Alliance for Consumer Education
- Abbreviation: ACE
- Formation: 2000
- Purpose: To promote responsible and beneficial use of products to ensure a safer, healthier and cleaner environment in homes, businesses and the community
- Location: Washington, D.C.;
- Website: consumered.org

= Alliance for Consumer Education =

The Alliance for Consumer Education (ACE) is a 501(c)(3), non-profit foundation based in Washington, D.C., dedicated to advancing community health and well-being.

Since its founding over a decade ago, ACE has designed and implemented three core programs: Inhalant Abuse Prevention, Disease Prevention, and Heroes of the Health League.

==History==

ACE first emerged in early 2000 when a small group of leaders from the household product industry combined forces with several nonprofit organizations to form a partnership committed to ensuring the health of children, families, and communities across the United States. ACE was formed to promote the responsible and beneficial use of products to ensure a cleaner, safer, and healthier environment, and it officially became a 501(c)(3) nonprofit organization on May 30, 2001.

On October 25, 2011, U.S. Senator Herb Kohl (D-WI) was named as honorary chair. In 2016, Ann Marie Buerkle was named as honorary chair.

==Programs==

===Inhalant Abuse Prevention===
ACE's flagship program, Inhalant Abuse Prevention, is designed to provide parents with practical information about inhalant abuse so they can include it in substance abuse discussions with their children. At the core of this program are the Inhalant Abuse Prevention Kits and Inhalant Abuse Prevention Facilitators Guide and Lesson Plan, which are currently being sent to thousands of schools and communities across the country.

===Disease Prevention===
The goal of ACE's Disease Prevention Program is to strengthen and promote a healthier environment within homes, businesses, and the community by providing information necessary to break the cycle of disease transmission. The program uses its mascots Ace Clean and Professor Grime as aids to educate people on simple steps to keep themselves and their families safe and healthy.
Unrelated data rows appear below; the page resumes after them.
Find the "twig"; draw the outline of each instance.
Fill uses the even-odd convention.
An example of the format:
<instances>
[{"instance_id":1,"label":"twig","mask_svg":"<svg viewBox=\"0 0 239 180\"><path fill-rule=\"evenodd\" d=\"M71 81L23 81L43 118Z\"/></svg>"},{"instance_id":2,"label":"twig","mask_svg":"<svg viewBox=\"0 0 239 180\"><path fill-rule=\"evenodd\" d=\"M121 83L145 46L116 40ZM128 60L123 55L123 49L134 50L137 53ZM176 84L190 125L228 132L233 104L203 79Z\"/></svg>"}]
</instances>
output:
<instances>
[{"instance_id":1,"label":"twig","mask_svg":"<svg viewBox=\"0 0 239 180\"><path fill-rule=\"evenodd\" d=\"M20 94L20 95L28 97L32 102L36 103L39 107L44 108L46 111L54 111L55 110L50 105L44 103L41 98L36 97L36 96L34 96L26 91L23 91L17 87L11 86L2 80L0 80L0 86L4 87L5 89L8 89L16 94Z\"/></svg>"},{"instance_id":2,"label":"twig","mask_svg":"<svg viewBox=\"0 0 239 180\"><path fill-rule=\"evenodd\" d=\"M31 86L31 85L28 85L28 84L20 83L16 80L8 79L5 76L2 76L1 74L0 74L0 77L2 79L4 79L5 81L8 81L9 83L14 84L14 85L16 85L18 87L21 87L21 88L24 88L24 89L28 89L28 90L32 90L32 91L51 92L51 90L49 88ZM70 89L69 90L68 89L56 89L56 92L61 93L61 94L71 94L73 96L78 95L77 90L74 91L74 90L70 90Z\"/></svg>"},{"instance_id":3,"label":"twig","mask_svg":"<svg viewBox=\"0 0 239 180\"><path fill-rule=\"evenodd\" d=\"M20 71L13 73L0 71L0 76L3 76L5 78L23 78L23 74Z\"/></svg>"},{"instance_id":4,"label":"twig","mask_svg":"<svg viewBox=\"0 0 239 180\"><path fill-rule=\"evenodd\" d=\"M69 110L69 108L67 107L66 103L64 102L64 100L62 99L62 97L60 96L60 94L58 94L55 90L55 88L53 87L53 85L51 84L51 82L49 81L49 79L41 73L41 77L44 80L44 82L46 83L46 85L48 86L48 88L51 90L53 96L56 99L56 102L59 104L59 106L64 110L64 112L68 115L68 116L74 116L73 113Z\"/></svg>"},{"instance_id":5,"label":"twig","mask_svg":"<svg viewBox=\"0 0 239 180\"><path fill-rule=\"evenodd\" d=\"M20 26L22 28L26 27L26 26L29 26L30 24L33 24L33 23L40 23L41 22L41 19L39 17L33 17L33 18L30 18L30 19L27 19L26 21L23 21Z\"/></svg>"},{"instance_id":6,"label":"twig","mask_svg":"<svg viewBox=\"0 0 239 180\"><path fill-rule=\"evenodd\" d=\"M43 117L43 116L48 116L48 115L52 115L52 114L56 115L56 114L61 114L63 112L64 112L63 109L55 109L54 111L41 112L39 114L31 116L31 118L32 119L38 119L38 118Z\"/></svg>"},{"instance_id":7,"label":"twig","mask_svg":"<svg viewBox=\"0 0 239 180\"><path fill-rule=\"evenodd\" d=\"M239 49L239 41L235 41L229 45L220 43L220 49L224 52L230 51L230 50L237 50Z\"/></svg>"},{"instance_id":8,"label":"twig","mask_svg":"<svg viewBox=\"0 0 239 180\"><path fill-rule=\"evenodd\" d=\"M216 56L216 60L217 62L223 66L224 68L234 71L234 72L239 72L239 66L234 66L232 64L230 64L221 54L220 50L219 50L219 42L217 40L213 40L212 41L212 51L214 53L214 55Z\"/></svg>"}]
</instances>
===Heroes of the Health League===

Heroes of the Health League was launched in 2011. It offers an all-encompassing look at the home, covering topics relating to poison prevention, proper disposal and storage, pet safety, fire safety, and sustainability concepts.

==Partnerships==
- On October 1, 2010, Ace Clean, ACE's disease-fighting superhero mascot, appeared in Times Square with Iron Man to host a hand washing demonstration. In 2011, the Alliance for Consumer Education received a Media Relations honorable mention at the PR News' Nonprofit PR Awards for this event.
- In 2011, ACE partnered with the Minnesota Twins to launch "Strike Out Inhalant Abuse in Minnesota", an event to provide information about inhalant abuse prevention.
- In September 2012 the Alliance for Consumer Education partnered with Marvel to craft a new poster of Iron Man and Ace Clean, the Alliance for Consumer Education mascot, along with Ace Clean's nemesis Professor Grime. The poster featured the action heroes accompanied by facts on germ prevention and games to entertain kids of all ages.
- In 2012, the Alliance for Consumer Education partnered with six minor league baseball teams: Portland Sea Dogs, Vermont Lake Monsters, Lowell Spinners, New Britain Rock Cats, Pawtucket Red Sox, and New Hampshire Fischer Cats as part of their "Strike-Out Inhalant Abuse" campaign to raise awareness of inhalant abuse. The teams worked with their local chapters of SADD to conduct school assemblies and each team held an "Awareness Night" baseball game to spread awareness of Inhalant Abuse to fans.
- In March 2013 the Alliance for Consumer Education partnered with the YMCA, The American Association of Poison Control Centers and Superheroes for Kids for their "Be A Superhero in Your Home" event on March 22, 2013. The event took place during National Inhalant and Poison Awareness Week at the Arlington YMCA and focused on educating children about inhalant abuse and poison prevention.